The second one is in the plain implementation itself. In the Poseidon2 parameter generation, it's clear that the external matrix in the case $t = 4$ is simply $M_4$. However, in the plain implementation itself, it uses $2M_4$ as the external matrix. This is caused because the matrix for $t = 4t'$ with $t' \ge 2$ is with a circulant matrix $circ(2M_4, M_4, \cdots , M_4)$, and the implementation forgot to handle the case $t = 4$.

 

This issue is now fixed on the Poseidon2 repository.

 

Implementing AES

AES-ECB is, well, AES-ECB. If you look at some pure python implementations like this one, we see that we need to implement the SBOX, the byte xor operations, the "xtime" operation, and the byte range check. The remainder will be straightforward implementation. 

 

Implementing the SBOX

There are three ways to proceed here. 

- Use a lookup table of size $2^8$

- Create a SBOX table as a witness, then use Axiom's "select_from_idx"

- Implement the $GF(2^8)$ arithmetic and the affine transformation on $\mathbb{F}_2^8$

 

The third option seemed to be way too complex, so initial implementation used the second option. However, as you can expect, this is very inefficient, so a lookup table had to be used. The issue is that using pure Axiom halo2-lib and using lookup tables at the same time is quite non-trivial, especially if there are multiple tables to be used. To use a lookup table, I used the methodology from the RangeChip and the RangeCircuitBuilder - practically copy pasting everything except for the actual lookup table part. I added 0 and $256 \cdot (x + 1) + S(x)$ to the lookup table. Then, I could claim that $y = S(x)$ if $x, y$ are all within $[0, 256)$ and $256 \cdot (x + 1) + y \in T$. 

 

 

Implementing Byte XORs and "xtime"

There are two ways to continue here. 

- Again, use a lookup table

- Decompose everything as bits, then use bit XORs to implement byte operations

 

At first, I implemented in the second way. A bit xor can be implemented with a not gate and a select gate. 

 

However, I turned to using a lookup table in hopes of optimizing the circuit. I added $2^{24} + 2^{16} \cdot a + 2^8 \cdot b + a \oplus b$ to the lookup table - and with the assumption that $a, b, c \in [0, 256)$, $2^{24} + 2^{16} \cdot a + 2^8 \cdot  b + c \in T$ is enough to force $c = a \oplus b$. 

 

The same goes for the xtime operation. I added $2^{25} + 2^8 \cdot x + xtime(x)$ to the lookup table, and with the assumption that $a, b \in [0, 256)$, $2^{25} + 2^8 \cdot a + b \in T$ is enough to force $b = xtime(a)$. 

 

Implementing the Byte Range Check

There are two ways to proceed here.

- Use a lookup table

- Decompose the byte to 8 bits

 

The issue with the first approach is that we are currently using a single lookup table.
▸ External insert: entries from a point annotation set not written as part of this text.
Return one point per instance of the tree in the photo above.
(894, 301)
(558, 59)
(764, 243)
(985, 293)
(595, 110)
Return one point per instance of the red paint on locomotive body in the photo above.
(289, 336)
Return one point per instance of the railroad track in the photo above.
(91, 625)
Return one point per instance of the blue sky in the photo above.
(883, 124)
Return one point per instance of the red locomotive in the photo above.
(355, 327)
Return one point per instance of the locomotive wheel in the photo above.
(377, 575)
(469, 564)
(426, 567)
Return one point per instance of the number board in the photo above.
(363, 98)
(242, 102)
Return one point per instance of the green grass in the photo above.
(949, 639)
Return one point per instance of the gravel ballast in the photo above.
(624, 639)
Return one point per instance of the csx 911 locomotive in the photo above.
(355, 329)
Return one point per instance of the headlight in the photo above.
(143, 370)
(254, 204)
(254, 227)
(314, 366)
Also, many checks with the lookup table so far is built on the assumption that every value is within $[0, 256)$. Therefore, performing byte checks with a lookup table (unless we somehow manage to use multiple lookup tables) leads to the danger of circular reasoning. I simply used the num_to_bits function of Axiom's halo2-lib to check that the values are within 8 bits. This is indeed quite a bit costly, and is the main further optimization that could be done. 

 

 

Final Benchmarks

Taken directly from the final presentation, we see that Poseidon2 is better in ZKP terms when the width $t$ is large. This is natural, as Poseidon2's dominant performance usually comes in native calculation, and the ZKP cost gets better when $t$ is large and the MDS matrices' special forms become more and more helpful in decreasing the cost. In a way, this benchmark agrees with the paper. 

 

In AES, we see that a single block costs around 66k cells in AES128, so around 6k per single AES round. 

If we can make multiple lookup tables possible, we can remove the 8 bit decomposition check, and get better performance.